NRW.BANK aktualisiert Regionalwirtschaftliche Profile 2018: Wachstum in Südwestfalen und Aachen am stärksten

NRW.BANK aktualisiert Regionalwirtschaftliche Profile 2018

Wachstum in Südwestfalen und Aachen am stärksten

Düsseldorf/Münster, 31. Oktober 2018

Vor allem Wirtschaftsregionen außerhalb der nordrhein-westfälischen Ballungszentren entwickeln sich dynamisch. Das ist das Ergebnis einer Aktualisierung der Regionalwirtschaftlichen Profile der NRW.BANK. So wuchs das Bruttoinlandsprodukt in Südwestfalen und der Region Aachen am stärksten. Auch Ostwestfalen-Lippe schneidet gut ab.

 

„In der Diskussion um wirtschaftliches Wachstum stehen häufig die Großstädte im Fokus. Unsere Regionalwirtschaftlichen Profile zeigen jedoch, dass die Dynamik in vielen Regionen außerhalb der Ballungszentren besonders stark ist“, erklärt Eckhard Forst, Vorstandsvorsitzender der NRW.BANK. „Mit der fortlaufenden Aktualisierung der Profile liefern wir einen stets aktuellen Einblick in die wirtschaftliche Dynamik unseres Landes und damit eine mögliche Diskussionsgrundlage für Entscheidungsträger in den Regionen.“

 

Zwischen 2007 und 2016 wuchs das Bruttoinlandsprodukt je Einwohner in Südwestfalen um 25,3 Prozent. In keiner Wirtschaftsregion NRWs waren es mehr. Darauf folgen die Regionen Aachen und Ostwestfalen-Lippe (OWL) mit Anstiegen von 24,5 Prozent, bzw. 23,5 Prozent (NRW: 19,1%). Sowohl das Produzierende Gewerbe als auch die Dienstleistungsbereiche entwickelten sich in den drei Regionen besser als der landesweite Durchschnitt. Aktuellere Daten zu den Industrieumsätzen deuten darauf hin, dass die Dynamik in den drei Regionen auch 2018 anhält.
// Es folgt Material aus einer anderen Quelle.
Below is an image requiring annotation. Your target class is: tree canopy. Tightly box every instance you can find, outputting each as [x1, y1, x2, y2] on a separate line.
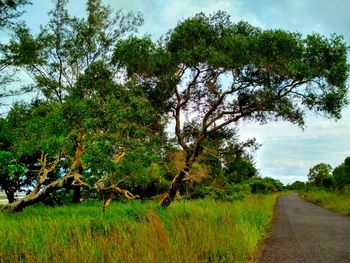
[0, 0, 163, 211]
[0, 0, 30, 28]
[113, 11, 349, 207]
[2, 0, 143, 102]
[333, 157, 350, 189]
[308, 163, 334, 188]
[0, 0, 31, 106]
[0, 6, 349, 210]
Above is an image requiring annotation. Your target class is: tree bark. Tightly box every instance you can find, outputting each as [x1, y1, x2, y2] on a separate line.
[1, 149, 134, 213]
[160, 164, 191, 208]
[5, 190, 15, 204]
[72, 165, 84, 203]
[160, 135, 204, 208]
[72, 187, 81, 203]
[2, 174, 77, 212]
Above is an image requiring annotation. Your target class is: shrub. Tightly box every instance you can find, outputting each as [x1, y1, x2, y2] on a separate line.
[192, 186, 227, 200]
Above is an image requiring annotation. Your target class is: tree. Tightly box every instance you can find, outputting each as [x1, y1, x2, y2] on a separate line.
[225, 157, 256, 183]
[333, 157, 350, 189]
[2, 0, 143, 102]
[0, 150, 26, 203]
[0, 0, 31, 107]
[0, 0, 164, 211]
[113, 11, 349, 207]
[0, 117, 32, 203]
[2, 60, 166, 211]
[308, 163, 334, 188]
[0, 0, 30, 28]
[222, 136, 260, 183]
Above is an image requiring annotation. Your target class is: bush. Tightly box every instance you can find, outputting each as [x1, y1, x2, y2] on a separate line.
[43, 189, 73, 207]
[287, 181, 306, 191]
[249, 177, 283, 194]
[122, 163, 170, 198]
[192, 186, 228, 200]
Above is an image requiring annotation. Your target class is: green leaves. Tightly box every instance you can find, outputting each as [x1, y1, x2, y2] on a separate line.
[166, 12, 233, 67]
[308, 163, 333, 187]
[0, 150, 26, 196]
[113, 36, 155, 75]
[0, 0, 30, 28]
[8, 163, 25, 179]
[4, 25, 47, 66]
[5, 59, 166, 187]
[2, 0, 144, 102]
[333, 157, 350, 189]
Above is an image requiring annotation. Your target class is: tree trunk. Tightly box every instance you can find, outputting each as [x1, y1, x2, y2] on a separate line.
[160, 165, 191, 208]
[5, 190, 15, 204]
[72, 166, 84, 203]
[2, 175, 76, 212]
[72, 187, 81, 203]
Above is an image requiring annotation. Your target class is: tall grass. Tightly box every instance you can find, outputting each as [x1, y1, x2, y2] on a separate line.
[0, 195, 277, 263]
[301, 190, 350, 215]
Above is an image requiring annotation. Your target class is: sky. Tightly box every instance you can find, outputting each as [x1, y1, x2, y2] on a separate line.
[2, 0, 350, 184]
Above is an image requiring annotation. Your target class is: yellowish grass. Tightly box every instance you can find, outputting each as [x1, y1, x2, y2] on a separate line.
[301, 190, 350, 215]
[0, 195, 278, 263]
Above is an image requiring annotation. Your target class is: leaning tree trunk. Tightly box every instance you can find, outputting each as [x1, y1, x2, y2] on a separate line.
[1, 147, 89, 212]
[160, 152, 201, 208]
[160, 166, 191, 208]
[2, 174, 78, 212]
[160, 144, 202, 208]
[2, 149, 137, 213]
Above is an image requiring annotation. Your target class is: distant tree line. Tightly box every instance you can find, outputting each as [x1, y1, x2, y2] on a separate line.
[287, 157, 350, 191]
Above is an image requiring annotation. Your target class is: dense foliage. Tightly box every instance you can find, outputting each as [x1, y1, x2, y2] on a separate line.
[302, 156, 350, 192]
[0, 1, 349, 210]
[307, 163, 334, 189]
[114, 11, 348, 207]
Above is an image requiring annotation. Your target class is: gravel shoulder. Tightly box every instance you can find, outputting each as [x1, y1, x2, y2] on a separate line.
[258, 193, 350, 263]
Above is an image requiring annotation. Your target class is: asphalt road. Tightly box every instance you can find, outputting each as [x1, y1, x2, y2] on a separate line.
[259, 193, 350, 263]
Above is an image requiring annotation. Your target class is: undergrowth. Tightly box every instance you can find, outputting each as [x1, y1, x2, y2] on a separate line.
[300, 190, 350, 216]
[0, 195, 278, 263]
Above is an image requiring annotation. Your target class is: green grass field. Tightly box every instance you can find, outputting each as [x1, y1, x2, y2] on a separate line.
[301, 191, 350, 216]
[0, 195, 278, 263]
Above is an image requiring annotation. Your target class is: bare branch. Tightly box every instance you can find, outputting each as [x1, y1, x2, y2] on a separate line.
[96, 173, 139, 212]
[32, 152, 60, 194]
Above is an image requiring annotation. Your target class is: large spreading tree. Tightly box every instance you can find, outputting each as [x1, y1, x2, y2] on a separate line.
[113, 11, 349, 207]
[0, 0, 167, 211]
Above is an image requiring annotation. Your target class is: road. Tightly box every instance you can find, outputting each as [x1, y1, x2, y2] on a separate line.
[259, 193, 350, 263]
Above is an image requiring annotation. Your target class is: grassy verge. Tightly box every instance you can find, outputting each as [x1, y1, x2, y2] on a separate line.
[0, 194, 278, 263]
[300, 190, 350, 216]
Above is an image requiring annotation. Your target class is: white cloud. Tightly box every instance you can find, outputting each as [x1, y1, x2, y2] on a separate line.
[162, 0, 232, 21]
[161, 0, 265, 27]
[240, 109, 350, 184]
[106, 0, 266, 38]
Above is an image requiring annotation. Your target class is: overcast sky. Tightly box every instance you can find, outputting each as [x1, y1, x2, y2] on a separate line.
[3, 0, 350, 184]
So fielen die südwestfälischen Industrieumsätze zwischen Januar und August 2018 um 9,8 Prozent höher aus als im Vorjahr – weit mehr als im gesamten Bundesland mit einem Plus von 4,3%. Auch in OWL (+5,0%) und der Region Aachen (+4,7%) liefen die Geschäfte bis dato überdurchschnittlich gut.  

 

Mit den Regionalwirtschaftlichen Profilen gibt die NRW.BANK einen Überblick über wichtige sozio-ökonomische Strukturen und Trends für die neun Wirtschaftsregionen Nordrhein-Westfalens: Aachen, Bergisches Städtedreieck, Düsseldorf, Köln/Bonn, Metropole Ruhr, Münsterland, Niederrhein, Ostwestfalen-Lippe und Südwestfalen. Analysiert werden beispielsweise die Bevölkerungsentwicklung, das Wirtschaftswachstum, die Forschungsintensität oder das Gründungsgeschehen.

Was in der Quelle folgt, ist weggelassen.